- Avista Utilities last week became the first utility to file a clean energy implementation plan with the Washington Utilities and Transportation Commission, outlining its progress toward meeting goals established by the state's Clean Energy Transformation Act (CETA).
- The plan details the actions the utility intends to take from 2022 through 2025, including adopting energy efficiency targets to reduce customer load by roughly 2% and using demand response measures to lower peak demand during periods of extreme heat or cold by 30 MW.
- "Avista in many ways I think is a step ahead of some of the other utilities, because they own and purchase a lot of clean energy resources already,” said Lauren McCloy, policy director with the NW Energy Coalition. "So the challenge for them is really going to be figuring out [how they] integrate and optimize the clean energy resources with customer-side solutions — with more energy efficiency, more demand response and managed load, and distributed generation and energy storage.”
CETA, which Washington lawmakers passed in 2019, requires the state’s electric supply to be greenhouse gas neutral by the end of the decade and 100% renewable or zero-carbon by 2045.
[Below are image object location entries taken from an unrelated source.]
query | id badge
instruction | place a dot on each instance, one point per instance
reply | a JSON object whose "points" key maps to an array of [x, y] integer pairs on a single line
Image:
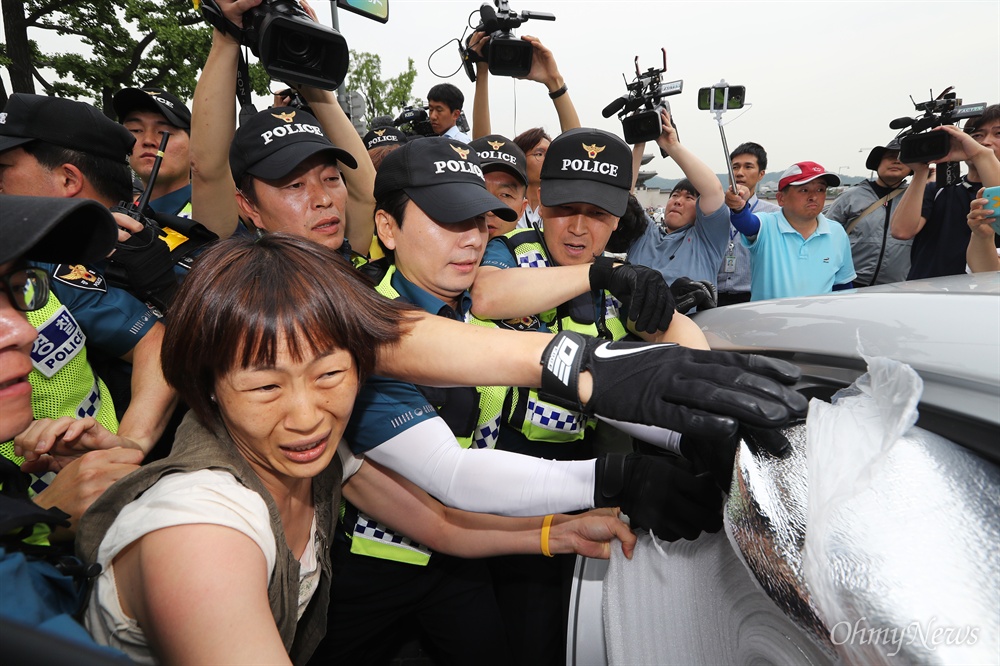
{"points": [[730, 264]]}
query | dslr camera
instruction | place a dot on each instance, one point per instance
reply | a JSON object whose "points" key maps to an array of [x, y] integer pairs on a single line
{"points": [[291, 46], [414, 121], [919, 145], [647, 92], [505, 54]]}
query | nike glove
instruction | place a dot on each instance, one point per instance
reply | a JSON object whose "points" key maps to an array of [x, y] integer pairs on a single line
{"points": [[718, 456], [642, 291], [695, 392], [659, 494], [688, 294], [142, 265]]}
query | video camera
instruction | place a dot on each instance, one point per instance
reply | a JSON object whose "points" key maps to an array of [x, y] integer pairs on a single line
{"points": [[645, 92], [414, 121], [917, 144], [505, 54], [291, 46]]}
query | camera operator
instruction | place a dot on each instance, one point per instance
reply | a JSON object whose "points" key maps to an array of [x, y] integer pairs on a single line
{"points": [[444, 106], [696, 221], [936, 217], [865, 211], [544, 70], [213, 125]]}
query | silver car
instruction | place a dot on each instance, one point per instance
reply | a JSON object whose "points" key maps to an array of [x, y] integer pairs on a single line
{"points": [[905, 571]]}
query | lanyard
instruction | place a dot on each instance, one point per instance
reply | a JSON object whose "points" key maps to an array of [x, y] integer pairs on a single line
{"points": [[732, 229]]}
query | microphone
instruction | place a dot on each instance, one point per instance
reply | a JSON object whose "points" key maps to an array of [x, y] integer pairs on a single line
{"points": [[614, 107], [634, 104], [924, 123]]}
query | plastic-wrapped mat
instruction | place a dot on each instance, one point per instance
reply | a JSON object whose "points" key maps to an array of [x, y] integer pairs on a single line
{"points": [[901, 565], [696, 602]]}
The near-term path for utilities in Washington to meet CETA goals is pretty straightforward, McCloy said — retire coal plants and replace the power with clean, renewable resources, of which there is already a large pipeline of projects.
"To meet the 2030 standard, I think we are going to need to see a lot more creative thinking about how utilities are managing load, how they’re incorporating demand response in a serious way,” she said.
In addition, energy efficiency will have a key role to play, according to McCloy.
"There’s been a lot of focus in the region on resource adequacy and the need to develop capacity resources, and I think we can’t lose sight of the role of energy efficiency in that conversation,” she added.
Currently, over half of Avista’s generating potential is clean hydropower, solar, wind and biomass, according to the utility. The utility intends to serve 80% of demand in Washington with renewable energy beginning in 2022, and then increase that by 5% every two years. The utility has also proposed a Named Communities Investment Fund, which would invest up to $5 million per year in efforts that benefit historically disadvantaged and vulnerable communities, per a company press release.
According to its clean energy implementation plan, Avista intends to move toward its 2030 clean energy goals by retiring Renewable Energy Credits (RECs) from its portfolio, while continuing to sell excess RECs not needed for this particular compliance period — a method that the utility said would benefit customers by allowing lower rates. However, the plan notes that Avista could still require additional renewables to meet its 2030 goal, and it intends to acquire renewables beginning in 2026.
The plan is estimated to cost $41.6 million from 2022 through 2025.
"Our own clean energy goals and those set forth in CETA are ambitious, but we are committed to finding a path to get there in a way that balances reliability and affordability,” Jason Thackston, senior vice president of energy resources at Avista, said in a statement.
"This CEIP includes benchmarks created with customer input that has been invaluable to this process and helps ensure we are benefiting all our customers,” Thackston added.
The NW Energy Coalition was pleased to see the increased investment in energy efficiency and demand response in Avista’s plan, McCloy said.
"There’s not a lot of experience with demand response in the Pacific Northwest as a whole, but in particular Washington utilities don’t have a lot of experience with demand response — so it’s good to see at least some demand response in the [clean energy implementation plan,” she added.
However, she pushed back on the utility’s plan to base its compliance strategy on RECs, as this doesn’t provide a guarantee that customers are actually getting electricity from clean resources.
"CETA was passed with the expectation that utilities will provide customers with clean electricity, and delivering clean electricity to customers is different than claiming the RECs from those resources," she said.